Он еще несколько минут стоял на парковке Зималетто и не мог заставить себя выйти из машины. Из глубокого оцепенения его вырвала смска.
— “Надо серьезно поговорить. Пушкарева.”
— “Ты уже на работе?”
— “Подхожу”
— “Иди сразу в мой кабинет. Я сейчас поднимусь.”
Просто прекрасно, еще серьезного разговора от Пушкаревой сейчас не хватало. Нужно было предположить, что после его ночного визита, она захочет поговорить о их отношениях. Нет, во многом его чувства к ней кардинально изменились, и многое Малиновский осознал за эти несколько чудовищно долгих и сложных дней. Но даже крошечная мысль о том, чтобы дать этим отношениям старт, нагоняла столько жути, что тряслись поджилки. С самим собой-то сперва разобраться бы, а потом уже думать еще о ком-либо.

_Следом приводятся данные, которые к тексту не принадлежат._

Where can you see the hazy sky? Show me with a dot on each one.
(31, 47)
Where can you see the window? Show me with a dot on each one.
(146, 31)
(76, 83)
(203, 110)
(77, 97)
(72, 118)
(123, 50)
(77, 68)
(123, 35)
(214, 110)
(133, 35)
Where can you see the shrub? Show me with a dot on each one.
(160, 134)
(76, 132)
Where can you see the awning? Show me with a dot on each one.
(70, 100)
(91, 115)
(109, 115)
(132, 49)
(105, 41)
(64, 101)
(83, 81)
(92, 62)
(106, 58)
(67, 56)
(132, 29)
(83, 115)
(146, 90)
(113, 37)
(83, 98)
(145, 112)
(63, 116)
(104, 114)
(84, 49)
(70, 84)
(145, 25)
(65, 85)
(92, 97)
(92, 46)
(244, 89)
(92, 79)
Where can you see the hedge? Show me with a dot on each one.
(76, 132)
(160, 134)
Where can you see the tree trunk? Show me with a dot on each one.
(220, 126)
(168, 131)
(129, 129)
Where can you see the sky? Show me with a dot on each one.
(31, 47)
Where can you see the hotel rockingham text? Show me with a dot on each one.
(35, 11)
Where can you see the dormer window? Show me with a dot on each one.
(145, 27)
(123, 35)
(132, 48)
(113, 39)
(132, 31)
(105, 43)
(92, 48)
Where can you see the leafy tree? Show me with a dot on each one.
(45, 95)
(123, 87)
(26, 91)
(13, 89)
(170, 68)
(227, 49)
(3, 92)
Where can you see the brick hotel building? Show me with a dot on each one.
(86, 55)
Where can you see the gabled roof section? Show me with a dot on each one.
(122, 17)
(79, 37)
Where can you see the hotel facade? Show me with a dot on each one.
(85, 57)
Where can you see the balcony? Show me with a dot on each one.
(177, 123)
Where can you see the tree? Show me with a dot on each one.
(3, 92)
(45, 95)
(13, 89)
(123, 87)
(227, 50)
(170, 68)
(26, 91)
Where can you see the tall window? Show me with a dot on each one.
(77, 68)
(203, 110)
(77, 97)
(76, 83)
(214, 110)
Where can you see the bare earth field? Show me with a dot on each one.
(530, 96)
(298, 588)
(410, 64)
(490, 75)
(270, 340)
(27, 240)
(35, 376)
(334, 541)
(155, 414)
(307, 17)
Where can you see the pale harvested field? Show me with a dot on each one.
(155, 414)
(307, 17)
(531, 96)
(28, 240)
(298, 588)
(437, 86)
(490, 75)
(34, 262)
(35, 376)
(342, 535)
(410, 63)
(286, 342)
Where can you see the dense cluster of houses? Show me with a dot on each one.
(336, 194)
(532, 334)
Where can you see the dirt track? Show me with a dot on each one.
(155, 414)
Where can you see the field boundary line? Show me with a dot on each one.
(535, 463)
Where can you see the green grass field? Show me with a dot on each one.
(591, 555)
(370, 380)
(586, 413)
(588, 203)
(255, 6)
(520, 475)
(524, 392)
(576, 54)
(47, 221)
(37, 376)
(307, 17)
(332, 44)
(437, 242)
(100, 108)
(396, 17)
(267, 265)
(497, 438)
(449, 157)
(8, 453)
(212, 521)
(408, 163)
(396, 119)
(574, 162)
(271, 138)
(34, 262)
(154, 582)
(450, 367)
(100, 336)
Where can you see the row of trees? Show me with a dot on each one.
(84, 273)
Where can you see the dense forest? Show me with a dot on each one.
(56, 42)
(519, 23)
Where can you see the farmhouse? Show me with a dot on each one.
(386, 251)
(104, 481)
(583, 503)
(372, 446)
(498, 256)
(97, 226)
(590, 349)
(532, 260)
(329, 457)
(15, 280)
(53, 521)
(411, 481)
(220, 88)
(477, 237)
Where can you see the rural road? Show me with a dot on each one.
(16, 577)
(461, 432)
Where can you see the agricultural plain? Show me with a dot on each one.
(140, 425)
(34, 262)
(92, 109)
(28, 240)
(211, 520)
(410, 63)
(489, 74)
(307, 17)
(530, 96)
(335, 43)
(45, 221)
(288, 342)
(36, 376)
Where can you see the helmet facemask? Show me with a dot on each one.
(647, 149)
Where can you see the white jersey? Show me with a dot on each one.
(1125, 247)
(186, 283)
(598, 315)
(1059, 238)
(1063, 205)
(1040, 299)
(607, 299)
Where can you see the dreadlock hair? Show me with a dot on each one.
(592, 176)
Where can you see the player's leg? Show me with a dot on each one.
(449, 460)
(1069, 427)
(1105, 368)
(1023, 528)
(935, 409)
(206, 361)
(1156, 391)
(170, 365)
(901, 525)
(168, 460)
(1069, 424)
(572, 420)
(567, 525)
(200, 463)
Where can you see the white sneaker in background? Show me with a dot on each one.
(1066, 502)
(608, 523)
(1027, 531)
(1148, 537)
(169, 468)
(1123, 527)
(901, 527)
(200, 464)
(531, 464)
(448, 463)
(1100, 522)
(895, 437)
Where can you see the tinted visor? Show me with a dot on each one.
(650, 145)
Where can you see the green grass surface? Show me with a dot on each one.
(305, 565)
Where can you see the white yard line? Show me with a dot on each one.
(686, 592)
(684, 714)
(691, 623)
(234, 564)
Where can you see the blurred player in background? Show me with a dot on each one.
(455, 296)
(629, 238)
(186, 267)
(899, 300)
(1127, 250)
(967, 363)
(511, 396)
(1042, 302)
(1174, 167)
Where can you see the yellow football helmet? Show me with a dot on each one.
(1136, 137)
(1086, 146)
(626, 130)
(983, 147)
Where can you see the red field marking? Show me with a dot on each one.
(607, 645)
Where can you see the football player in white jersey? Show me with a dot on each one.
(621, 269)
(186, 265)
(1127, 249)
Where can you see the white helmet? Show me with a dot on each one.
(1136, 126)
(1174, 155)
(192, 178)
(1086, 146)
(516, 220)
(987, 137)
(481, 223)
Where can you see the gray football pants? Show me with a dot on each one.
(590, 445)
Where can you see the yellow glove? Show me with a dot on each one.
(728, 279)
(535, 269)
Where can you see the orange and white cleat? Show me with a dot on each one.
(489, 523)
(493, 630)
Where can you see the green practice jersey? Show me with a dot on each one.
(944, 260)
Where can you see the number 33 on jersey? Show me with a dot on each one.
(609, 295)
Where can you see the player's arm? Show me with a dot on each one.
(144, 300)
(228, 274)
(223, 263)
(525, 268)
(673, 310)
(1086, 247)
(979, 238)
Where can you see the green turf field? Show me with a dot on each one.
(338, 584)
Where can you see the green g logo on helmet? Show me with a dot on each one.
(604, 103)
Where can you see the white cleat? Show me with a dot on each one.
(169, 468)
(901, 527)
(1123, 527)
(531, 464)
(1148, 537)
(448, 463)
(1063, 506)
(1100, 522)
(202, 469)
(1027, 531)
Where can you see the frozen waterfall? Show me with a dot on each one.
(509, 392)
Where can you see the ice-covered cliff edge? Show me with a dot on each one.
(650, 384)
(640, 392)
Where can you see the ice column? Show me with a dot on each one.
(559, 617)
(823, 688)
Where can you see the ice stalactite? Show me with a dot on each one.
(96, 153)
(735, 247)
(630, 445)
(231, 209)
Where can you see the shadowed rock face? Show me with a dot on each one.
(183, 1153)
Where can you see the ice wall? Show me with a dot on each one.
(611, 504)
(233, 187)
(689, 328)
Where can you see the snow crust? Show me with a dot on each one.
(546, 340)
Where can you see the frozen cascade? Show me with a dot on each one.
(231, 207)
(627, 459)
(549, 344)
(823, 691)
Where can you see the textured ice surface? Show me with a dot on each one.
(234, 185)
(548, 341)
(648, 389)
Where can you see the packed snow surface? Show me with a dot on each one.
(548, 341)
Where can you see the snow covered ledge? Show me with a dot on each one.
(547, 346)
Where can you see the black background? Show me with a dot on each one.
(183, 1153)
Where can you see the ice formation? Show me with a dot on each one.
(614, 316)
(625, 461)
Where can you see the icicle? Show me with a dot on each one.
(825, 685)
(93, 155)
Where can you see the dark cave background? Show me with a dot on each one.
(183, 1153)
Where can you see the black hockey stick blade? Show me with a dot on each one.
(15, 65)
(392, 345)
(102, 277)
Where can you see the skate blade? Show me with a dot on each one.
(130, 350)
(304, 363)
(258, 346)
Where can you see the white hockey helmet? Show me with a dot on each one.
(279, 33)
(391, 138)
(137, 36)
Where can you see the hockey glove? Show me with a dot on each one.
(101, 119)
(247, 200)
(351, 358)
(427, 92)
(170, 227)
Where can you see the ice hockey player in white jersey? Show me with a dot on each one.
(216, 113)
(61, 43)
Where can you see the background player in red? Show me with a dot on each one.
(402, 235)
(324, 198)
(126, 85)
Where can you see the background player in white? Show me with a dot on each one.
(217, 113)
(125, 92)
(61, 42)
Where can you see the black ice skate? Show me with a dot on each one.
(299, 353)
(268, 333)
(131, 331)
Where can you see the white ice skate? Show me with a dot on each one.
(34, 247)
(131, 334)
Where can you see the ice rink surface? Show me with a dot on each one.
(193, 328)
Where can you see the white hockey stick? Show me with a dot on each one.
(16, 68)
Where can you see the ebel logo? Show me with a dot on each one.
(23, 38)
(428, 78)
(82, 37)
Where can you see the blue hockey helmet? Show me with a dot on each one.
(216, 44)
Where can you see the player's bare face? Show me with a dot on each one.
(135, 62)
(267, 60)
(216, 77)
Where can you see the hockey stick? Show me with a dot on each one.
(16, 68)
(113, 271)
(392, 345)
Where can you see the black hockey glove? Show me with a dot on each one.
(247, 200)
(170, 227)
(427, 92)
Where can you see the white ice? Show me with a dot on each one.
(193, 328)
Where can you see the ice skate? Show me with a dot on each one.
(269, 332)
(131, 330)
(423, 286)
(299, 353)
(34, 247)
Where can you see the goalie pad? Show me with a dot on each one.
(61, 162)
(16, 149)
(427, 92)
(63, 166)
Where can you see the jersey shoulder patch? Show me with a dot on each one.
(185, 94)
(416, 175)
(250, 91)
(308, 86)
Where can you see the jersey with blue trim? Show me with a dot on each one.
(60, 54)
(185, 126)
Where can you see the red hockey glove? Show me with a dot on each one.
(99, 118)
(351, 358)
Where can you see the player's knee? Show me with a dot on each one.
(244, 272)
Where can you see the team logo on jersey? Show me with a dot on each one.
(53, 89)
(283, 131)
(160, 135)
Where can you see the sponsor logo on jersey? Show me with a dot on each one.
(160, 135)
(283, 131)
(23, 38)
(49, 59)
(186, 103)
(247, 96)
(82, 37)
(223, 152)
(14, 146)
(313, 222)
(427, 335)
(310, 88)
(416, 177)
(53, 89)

Жданова на месте еще не было, а Пушкарева уже сидела в кабинете Романа, в его кресле, лицом к окошку.
— Доброе утро, Кать.
Она медленно повернулась. Лицо Малиновского сделало полный эмоциональный цикл от широкой улыбки до вздоха разочарования и удивленно вскинутых вверх бровей. “Прихорошилась. Этот белый брючный костюм ей очень идет. Никогда не думал, что скажу это, но она хорошенькая… Ах, да, сегодня ведь приезжает Жданов, значит, весь марафет для него… Погоди, Малиновский, с каких это пор тебя это расстраивает?”